IanArgent
First Post
Pemerton is calling it "operational" level resource management; and I can accept that. Tactics in this case is the management of the encounter, operational a series of encounters, and strategic would be across the adventure as a whole. (Grand Strategy would be the campaign, then).Reynard said:No. He is saying that those things are not dependent on one another. in other words, with oer day resources, you get the added fun of worrying about longer term resource depletion. Yet you still have fun, challenging and tactically significant encounters. The per-encounter resource focus is not only unnecessary, it actually removes a fun, viable part of the game that has been there since the beginning and is a big part of what makes D&D, D&D.
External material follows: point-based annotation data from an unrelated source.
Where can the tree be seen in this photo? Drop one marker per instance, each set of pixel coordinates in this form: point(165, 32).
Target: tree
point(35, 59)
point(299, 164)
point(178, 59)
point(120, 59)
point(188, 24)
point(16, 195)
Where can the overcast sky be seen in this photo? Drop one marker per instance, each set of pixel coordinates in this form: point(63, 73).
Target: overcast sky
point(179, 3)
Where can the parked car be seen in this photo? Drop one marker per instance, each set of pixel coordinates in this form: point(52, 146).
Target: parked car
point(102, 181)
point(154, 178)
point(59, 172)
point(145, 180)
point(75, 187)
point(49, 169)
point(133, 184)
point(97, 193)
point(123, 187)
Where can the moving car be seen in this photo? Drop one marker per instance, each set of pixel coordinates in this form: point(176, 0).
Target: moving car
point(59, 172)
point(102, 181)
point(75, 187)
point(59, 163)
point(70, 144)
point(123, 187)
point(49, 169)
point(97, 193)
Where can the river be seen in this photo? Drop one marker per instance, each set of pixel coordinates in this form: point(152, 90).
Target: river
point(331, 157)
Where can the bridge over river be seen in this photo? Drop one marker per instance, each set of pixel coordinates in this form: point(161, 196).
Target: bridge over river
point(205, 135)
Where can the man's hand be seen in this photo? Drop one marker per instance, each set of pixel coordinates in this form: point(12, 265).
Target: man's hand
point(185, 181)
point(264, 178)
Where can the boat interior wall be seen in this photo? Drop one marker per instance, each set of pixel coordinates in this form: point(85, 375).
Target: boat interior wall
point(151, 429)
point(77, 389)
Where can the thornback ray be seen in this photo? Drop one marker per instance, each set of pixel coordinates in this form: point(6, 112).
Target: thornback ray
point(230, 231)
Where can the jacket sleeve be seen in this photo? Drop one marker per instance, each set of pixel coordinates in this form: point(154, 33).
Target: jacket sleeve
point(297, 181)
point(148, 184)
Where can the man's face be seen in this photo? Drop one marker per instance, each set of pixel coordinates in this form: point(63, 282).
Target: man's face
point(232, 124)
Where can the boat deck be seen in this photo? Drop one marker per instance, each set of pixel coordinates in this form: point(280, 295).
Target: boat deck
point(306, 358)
My complaint is that right now, only spellcasters have to play the operational-level resource management game, and that is their entire game. Either get rid of it across the board, or make everyone play all levels of the resource management game. D&D 4 has chosen the second - everyone has to balance logistics of abilities tactics, operations, and strategy.
I disagree that making your entire character revolve around strictly operational-level ability management is fun, BTW. I hate it myself - which is why I've never played a single-class caster on the tabletop, and rarely on the computer D&D games (where it's easier to evade/avoid the logistical bottlenecks on caster abilities).
Spellcasters should not require a degree of foresight beyond the encounter more than any other archetype; not in core D&D anyway. I think that's where the two sides are splitting - should it be harder to play a caster than a warrior or an expert? Should the caster have to worry more about logistics than the warrior or expert?
4ed game design says no, apparently. "All classes will have a mix of per day, per encounter, and at-will abilities".
I'm going to turn the OP's question around - why shouldn't warriors have per encounter and per-day abilities?